Care to Go Higher pilot cohort successfully graduates
Fourteen foster carers and staff from children’s homes and leaving care teams in Bradford and Leeds graduated from GHWY’s Care to Go Higher pilot CPD programme in February 2020 after successfully completing the series of sessions.
GHWY developed the programme in partnership with Leeds City Council, who committed to facilitating the participation of foster carers and other staff. It involved 12 hours of contact time spread over six months and was designed to equip participants to support care experienced young people to make informed choices about their education.
The graduation, held at Leeds Beckett University, was attended by Ceri Orton, Social Work Manager at Leeds City Council. Also present were Jancis Andrew, Head of the Virtual School for Leeds City Council and Helen Sykes, Manager of GHWY, who delivered speeches.
Jancis said: “The councils involved have high aspirations for their care-experienced young people, and greatly value their foster carers, staff in children’s homes, leaving care teams and personal advisers in delivering those high aspirations. I hope the learning from the programme will support staff working with care-experienced young people to influence them to make positive choices about learning and education, be ambitious and to achieve their potential.”
Helen congratulated the graduating cohort on their achievement and thanked them for their commitment, dedication and enthusiasm. She also extended thanks to Leeds Beckett University and Leeds City College for their support in hosting the programme, and the Universities of Bradford and Huddersfield for contributing to individual sessions.
Natalie Aldridge, GHWY’s Collaborative Outreach Officer and programme developer, said: “This has been a very enjoyable pilot. It has been extremely successful, not only in terms of the journeys of participants but also the learning GHWY has taken from it.”

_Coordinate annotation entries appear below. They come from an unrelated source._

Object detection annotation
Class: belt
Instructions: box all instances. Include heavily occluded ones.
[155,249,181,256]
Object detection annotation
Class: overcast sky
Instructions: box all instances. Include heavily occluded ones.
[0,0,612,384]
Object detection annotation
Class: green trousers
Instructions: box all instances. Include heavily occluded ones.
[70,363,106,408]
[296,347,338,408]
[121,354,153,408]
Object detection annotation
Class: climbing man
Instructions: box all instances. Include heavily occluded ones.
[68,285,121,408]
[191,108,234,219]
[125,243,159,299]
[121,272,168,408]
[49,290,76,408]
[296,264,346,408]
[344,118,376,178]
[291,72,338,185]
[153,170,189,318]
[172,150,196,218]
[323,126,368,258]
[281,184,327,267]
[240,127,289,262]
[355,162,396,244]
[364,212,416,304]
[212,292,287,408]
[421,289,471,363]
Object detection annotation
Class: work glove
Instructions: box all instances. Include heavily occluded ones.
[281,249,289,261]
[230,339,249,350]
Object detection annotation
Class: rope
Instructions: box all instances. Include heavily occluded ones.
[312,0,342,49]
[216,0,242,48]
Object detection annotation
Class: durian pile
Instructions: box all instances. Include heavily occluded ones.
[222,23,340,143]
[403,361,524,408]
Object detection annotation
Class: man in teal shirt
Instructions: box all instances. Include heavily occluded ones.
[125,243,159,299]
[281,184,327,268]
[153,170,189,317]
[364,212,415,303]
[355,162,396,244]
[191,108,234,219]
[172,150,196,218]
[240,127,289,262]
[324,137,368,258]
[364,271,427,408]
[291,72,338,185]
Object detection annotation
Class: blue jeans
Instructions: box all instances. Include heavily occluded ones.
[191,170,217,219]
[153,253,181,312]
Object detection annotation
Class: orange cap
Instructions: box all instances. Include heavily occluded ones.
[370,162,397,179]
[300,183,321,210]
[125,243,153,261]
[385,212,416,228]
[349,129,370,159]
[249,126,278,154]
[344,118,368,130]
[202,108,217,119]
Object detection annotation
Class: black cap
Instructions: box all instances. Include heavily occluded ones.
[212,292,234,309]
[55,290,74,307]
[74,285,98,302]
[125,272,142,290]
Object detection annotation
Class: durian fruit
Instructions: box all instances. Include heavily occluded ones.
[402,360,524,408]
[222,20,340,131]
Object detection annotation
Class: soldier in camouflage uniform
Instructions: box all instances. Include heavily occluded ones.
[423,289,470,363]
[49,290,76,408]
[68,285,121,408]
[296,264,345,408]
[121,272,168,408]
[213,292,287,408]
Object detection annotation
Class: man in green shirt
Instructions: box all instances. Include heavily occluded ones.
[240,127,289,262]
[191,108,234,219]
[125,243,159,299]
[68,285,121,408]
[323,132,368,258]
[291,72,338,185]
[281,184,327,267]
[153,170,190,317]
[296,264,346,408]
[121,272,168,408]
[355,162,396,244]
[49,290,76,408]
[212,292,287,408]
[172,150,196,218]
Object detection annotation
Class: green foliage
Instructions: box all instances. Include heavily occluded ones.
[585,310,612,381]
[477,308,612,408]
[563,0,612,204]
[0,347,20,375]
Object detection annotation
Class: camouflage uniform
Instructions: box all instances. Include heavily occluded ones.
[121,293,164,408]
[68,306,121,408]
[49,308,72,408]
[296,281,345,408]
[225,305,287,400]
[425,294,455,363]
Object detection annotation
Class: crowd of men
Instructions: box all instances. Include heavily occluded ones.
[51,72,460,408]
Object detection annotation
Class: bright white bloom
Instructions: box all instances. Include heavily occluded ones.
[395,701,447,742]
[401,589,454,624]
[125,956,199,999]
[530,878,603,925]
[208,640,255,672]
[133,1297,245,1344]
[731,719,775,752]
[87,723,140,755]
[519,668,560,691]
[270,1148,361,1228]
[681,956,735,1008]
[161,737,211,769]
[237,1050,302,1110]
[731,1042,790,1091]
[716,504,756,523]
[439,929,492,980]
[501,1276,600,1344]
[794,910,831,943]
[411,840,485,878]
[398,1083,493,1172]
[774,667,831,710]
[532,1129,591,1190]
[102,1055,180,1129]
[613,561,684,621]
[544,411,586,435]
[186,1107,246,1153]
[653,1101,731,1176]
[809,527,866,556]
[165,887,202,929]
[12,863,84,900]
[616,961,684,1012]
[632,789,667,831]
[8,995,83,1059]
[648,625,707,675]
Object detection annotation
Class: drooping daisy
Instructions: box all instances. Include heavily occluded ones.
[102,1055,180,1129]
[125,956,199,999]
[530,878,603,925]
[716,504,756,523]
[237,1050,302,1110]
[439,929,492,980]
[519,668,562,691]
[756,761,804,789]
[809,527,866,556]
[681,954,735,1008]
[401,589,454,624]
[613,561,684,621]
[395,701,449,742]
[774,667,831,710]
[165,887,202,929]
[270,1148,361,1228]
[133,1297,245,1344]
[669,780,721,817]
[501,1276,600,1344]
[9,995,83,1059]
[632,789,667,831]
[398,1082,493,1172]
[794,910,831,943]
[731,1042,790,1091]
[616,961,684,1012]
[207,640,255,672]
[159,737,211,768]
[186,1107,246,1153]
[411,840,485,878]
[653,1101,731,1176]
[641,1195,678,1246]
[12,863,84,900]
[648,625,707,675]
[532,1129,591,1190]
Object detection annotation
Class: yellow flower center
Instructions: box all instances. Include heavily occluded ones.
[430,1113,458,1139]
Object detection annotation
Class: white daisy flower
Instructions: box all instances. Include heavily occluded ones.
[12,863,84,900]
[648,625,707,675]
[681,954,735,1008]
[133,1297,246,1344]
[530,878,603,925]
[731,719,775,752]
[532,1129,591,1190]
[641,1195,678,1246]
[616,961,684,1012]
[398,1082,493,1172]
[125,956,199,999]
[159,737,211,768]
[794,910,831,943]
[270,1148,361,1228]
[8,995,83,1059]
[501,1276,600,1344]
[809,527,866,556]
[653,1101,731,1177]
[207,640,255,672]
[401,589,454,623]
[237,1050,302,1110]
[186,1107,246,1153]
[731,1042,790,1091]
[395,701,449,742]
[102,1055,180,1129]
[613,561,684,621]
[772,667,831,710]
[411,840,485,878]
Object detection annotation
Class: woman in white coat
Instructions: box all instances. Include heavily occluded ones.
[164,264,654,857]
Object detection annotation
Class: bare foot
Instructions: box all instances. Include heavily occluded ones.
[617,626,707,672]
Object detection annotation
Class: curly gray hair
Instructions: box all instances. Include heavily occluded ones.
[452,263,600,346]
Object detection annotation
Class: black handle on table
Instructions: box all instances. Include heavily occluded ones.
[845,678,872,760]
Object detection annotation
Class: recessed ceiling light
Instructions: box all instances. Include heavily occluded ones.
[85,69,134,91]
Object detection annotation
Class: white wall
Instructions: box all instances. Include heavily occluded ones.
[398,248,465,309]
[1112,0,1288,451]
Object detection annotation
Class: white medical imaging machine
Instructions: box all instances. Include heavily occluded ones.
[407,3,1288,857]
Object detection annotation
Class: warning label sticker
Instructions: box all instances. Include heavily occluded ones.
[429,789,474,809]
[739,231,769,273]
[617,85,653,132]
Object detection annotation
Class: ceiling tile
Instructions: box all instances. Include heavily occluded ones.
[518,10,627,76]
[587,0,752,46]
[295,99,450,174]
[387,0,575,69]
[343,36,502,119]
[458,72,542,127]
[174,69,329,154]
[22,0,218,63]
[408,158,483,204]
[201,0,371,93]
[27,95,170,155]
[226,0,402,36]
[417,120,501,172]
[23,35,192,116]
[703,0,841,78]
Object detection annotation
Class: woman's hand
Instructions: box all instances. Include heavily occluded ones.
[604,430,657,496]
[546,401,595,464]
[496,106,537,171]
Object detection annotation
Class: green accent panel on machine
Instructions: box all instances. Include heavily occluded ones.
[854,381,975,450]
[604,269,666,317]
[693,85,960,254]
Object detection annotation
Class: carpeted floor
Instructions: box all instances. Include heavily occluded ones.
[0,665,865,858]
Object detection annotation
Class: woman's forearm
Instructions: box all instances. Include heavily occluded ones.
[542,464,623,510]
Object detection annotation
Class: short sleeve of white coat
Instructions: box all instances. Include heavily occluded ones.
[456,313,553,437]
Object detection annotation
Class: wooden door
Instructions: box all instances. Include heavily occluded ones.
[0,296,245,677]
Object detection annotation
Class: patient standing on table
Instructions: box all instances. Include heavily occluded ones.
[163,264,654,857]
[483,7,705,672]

The programme will be rigorously evaluated and the next steps developed through post-completion surveys and focus groups. Early findings suggest a significant increase in participant knowledge and perspectives. The bespoke approach to the content supported applied reflections and ensured relevance for the audience, and a drawn-out approach to the programme helped embed the learning and a culture of supporting progression.
The pilot was developed as part of GHWY’s commitment to work together to support access to, success in and progression from HE for those from under-represented groups. Care-experienced young people are a key group that is under-represented.